Due: to TA by 4/10 (extension granted)

Huffman Codes for File Compression

As you are probably well aware, data compression is a very common task.  For this out-lab your goal is to write your own file compression software based on Huffman codes.  You will need to combine two data structures for this assignment; priority queues and binary trees.  Your program should have two main functions (user selectable via an initial menu): compress file and decompress file:

Compress File

See the file ByteTest.java for some code to convert between string representations of bytes and char representations.

Update: there is an easier way:
char ch = (char) Integer.parseInt("11111111", 2); // converts a string to a char
String str = Integer.toBinaryString(ch); // converts char back a string

If a user selects 'compress', you should prompt them to enter a file name of a text file (e.g. "test.txt").  Your program should then read this file and create a Huffman code based on the character frequencies in the file (the algorithm was covered in class and is described in both textbooks).  You should then encode the file with the Huffman code that you just created.  This will create a long binary string.  You should then parse this binary string into a byte array (8 bits per byte).  Then write this byte array to a binary file (e.g. "test.huff").  You can write a binary file using the FileOutputStream class. 

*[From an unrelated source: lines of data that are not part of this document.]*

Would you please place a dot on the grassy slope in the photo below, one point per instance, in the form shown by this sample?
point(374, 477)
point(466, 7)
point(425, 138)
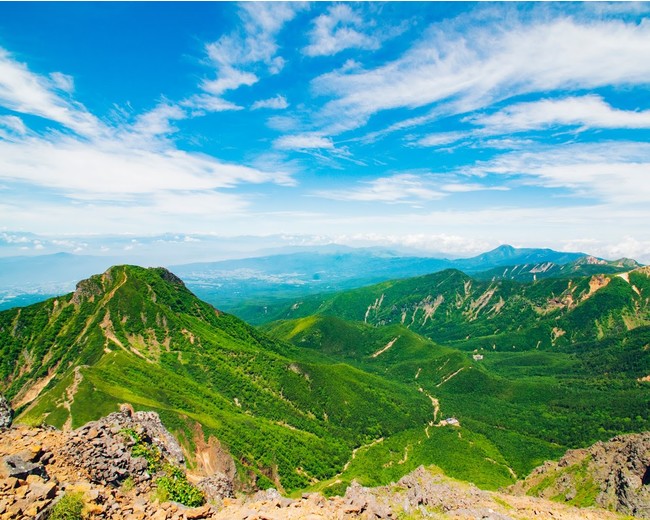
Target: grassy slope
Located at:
point(516, 408)
point(274, 411)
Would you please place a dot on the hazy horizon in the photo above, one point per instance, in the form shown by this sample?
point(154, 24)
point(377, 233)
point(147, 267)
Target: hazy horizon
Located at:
point(156, 130)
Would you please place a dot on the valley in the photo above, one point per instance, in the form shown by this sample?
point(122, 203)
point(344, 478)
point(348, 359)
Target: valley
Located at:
point(483, 379)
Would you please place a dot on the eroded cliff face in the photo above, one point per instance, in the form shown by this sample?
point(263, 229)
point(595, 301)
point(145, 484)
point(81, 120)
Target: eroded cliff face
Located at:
point(6, 413)
point(613, 475)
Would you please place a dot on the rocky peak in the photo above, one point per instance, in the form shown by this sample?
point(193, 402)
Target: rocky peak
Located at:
point(169, 277)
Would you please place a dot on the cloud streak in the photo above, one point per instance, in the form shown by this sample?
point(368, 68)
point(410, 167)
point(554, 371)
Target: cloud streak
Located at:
point(471, 69)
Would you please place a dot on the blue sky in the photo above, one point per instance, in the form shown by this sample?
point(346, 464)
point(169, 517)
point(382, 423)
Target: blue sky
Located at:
point(444, 127)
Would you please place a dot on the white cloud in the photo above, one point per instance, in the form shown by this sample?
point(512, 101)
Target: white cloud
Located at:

Secondly, you should crate another file that stores the Huffman code that you just used to the encoding.  Starting with the code that you wrote for in-lab 7, modify this to write out a simple text file description of the tree.  Assign an index number (starting with 0 for the root) to each node in the tree.  Then do a traversal of the tree.  Create a file that looks like this:
<number of tree nodes>
<index of first internal node> I <index of left child> <index of right child>
<index of second internal node> I <index of left child> <index of right child>
...
<index of first leaf node> L <character encoded in this leaf>
...

Example code tree file:
5
0 I 1 2
1 L a
2 I 3 4
3 L b
4 L c


This file represents the following Huffman code for the string alphabet {a,b,c}
a    0
b    10
c    11


You should save the tree in a text file (e.g. "test.tree").

Decompress File

If the user selects 'decompress' then you should prompt them for a filename (say 'test').  You should then verify that files named 'test.huff' and 'test.tree' exist.  If they do then proceed to decompress the file.  You will first need to read 'test.tree' and reconstruct the Huffman code tree.  Once this is done, read the binary file 'test.huff' and, using the Huffman tree, decode the file.  As you decode each character, write that character to the decoded file 'test.decoded.txt'.  You should verify that the original file 'test.txt' and 'test.decoded.txt' are the same.

One tricky part: Support that your encoded binary string is not divisible by 8.  This means that the final byte will not been complete.  You should pad this some at the end to make up a complete byte.  You could pad with 0s but you need to make sure that the decoder knows that these 0s are just the pad and not part of the encoding string.  One way to handle this is to make the first byte in the file represent the length of the final pad rather than the start of the encoding string.  Then just delete that many 0s from the end before decoding the string.

Extra credit:

  1. Build a simple GUI for this application.
  2. Store both the tree and the encoding in the same file (so that you only need one file for the compressed version, not two).

What to Turn In

  • a printed copy of all source code.  Ensure the source code is documented.
  • a printout of several test runs compressing and decompressing some text files (try compressing this for fun)
  • How much space did you save in each case?